It is rare that mediations to settle disputes hit the news. The strict and strictly guarded confidentiality usually extends to the very existence of the mediation. And when media reports that a dispute had been settled through mediation, the report normally contains the rider: the terms of the settlement remain confidential. End of the story.

But recently, there was news that a dispute involving the government of the Australian State of Victoria had been resolved through mediation. The media coverage offered an interesting insight into this very successful dispute resolution process. It is an example of how mediation can be used by governments – and why they remain in two minds about it.
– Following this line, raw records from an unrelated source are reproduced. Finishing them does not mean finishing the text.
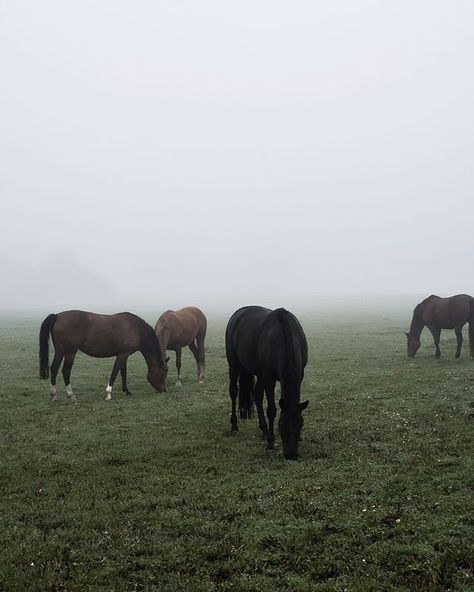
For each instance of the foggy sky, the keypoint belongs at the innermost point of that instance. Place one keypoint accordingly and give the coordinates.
(189, 152)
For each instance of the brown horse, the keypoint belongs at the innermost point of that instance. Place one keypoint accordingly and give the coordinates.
(181, 328)
(100, 336)
(442, 313)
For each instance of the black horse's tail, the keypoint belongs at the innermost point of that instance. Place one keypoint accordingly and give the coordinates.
(471, 329)
(46, 328)
(246, 395)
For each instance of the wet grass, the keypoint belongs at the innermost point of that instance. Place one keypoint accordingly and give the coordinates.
(147, 492)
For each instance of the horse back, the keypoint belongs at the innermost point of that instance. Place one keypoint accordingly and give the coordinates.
(97, 335)
(448, 313)
(257, 340)
(182, 326)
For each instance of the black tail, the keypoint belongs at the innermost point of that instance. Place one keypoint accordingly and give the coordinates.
(245, 395)
(46, 328)
(471, 329)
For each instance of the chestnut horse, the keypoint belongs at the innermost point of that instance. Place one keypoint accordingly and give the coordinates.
(100, 336)
(442, 313)
(271, 345)
(176, 329)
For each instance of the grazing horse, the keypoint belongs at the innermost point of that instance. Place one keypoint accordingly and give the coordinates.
(270, 345)
(100, 336)
(176, 329)
(442, 313)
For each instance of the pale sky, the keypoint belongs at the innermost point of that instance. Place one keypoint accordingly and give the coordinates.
(188, 152)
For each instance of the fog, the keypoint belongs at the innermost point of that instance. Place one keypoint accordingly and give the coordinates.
(179, 152)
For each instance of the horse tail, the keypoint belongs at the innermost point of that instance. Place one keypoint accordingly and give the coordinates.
(46, 328)
(471, 328)
(246, 384)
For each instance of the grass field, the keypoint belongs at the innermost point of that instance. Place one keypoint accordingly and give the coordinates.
(148, 493)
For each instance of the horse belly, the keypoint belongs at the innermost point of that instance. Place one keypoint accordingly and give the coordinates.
(99, 348)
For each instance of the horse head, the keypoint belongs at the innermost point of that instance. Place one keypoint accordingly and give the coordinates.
(413, 344)
(289, 426)
(157, 375)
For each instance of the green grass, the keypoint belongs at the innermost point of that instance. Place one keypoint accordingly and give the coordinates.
(148, 493)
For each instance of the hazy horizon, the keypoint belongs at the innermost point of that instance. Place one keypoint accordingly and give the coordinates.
(241, 152)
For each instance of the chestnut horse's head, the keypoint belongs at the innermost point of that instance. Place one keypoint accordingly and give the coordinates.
(157, 375)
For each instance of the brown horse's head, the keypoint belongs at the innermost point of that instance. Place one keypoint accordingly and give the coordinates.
(157, 376)
(413, 344)
(289, 426)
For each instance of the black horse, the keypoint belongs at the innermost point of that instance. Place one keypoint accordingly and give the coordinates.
(442, 313)
(269, 345)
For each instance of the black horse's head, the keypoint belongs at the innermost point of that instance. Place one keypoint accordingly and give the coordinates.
(289, 426)
(157, 376)
(413, 344)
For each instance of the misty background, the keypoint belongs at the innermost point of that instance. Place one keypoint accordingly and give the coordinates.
(250, 152)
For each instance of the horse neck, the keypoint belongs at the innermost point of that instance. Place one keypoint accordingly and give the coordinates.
(290, 384)
(417, 324)
(289, 363)
(150, 350)
(163, 336)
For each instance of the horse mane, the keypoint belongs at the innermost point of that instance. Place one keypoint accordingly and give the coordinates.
(283, 318)
(150, 340)
(419, 307)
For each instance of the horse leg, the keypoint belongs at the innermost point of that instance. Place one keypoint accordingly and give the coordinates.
(233, 392)
(271, 413)
(258, 394)
(436, 337)
(123, 373)
(178, 366)
(458, 332)
(58, 358)
(436, 332)
(119, 360)
(197, 350)
(201, 359)
(67, 367)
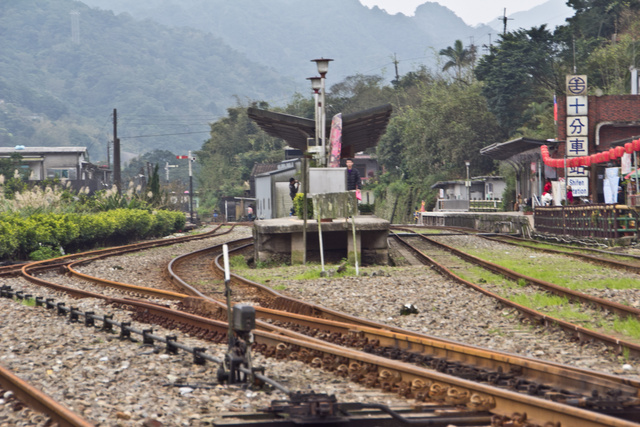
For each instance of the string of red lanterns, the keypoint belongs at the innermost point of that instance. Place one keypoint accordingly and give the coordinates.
(602, 157)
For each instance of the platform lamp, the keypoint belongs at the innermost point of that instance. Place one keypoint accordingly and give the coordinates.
(323, 67)
(468, 182)
(316, 86)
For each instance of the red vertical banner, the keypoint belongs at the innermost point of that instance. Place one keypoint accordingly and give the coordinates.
(336, 141)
 The mediation ended the dispute that arose after the Victorian government’s decision to pull out of hosting the Commonwealth Games, a decision that had made considerable headlines. For weeks, the government, the opposition, municipalities, and legal experts debated the pros and cons as well as the legal ramifications of the decision.

 Of course, the decision was not simply accepted by the Commonwealth Games Federation, Commonwealth Games Federation Partnerships, and Commonwealth Games Australia (Commonwealth Games). A protracted, lengthy, and very costly international dispute about significant damages payments was on the horizon. According to some legal experts, the government would have been forced to play a (legally) rather weak hand, resulting in a real risk that it would have to pay substantial damages.

 The parties opted against pursuing their claims through international arbitration or litigation. Instead, they agreed to negotiate solutions with the help of independent neutrals, the mediators. The mediation successfully ended the dispute and Victorian Premier Andrews commented: “[n]ot a dollar more, no court action, the matter is closed off and finalised”.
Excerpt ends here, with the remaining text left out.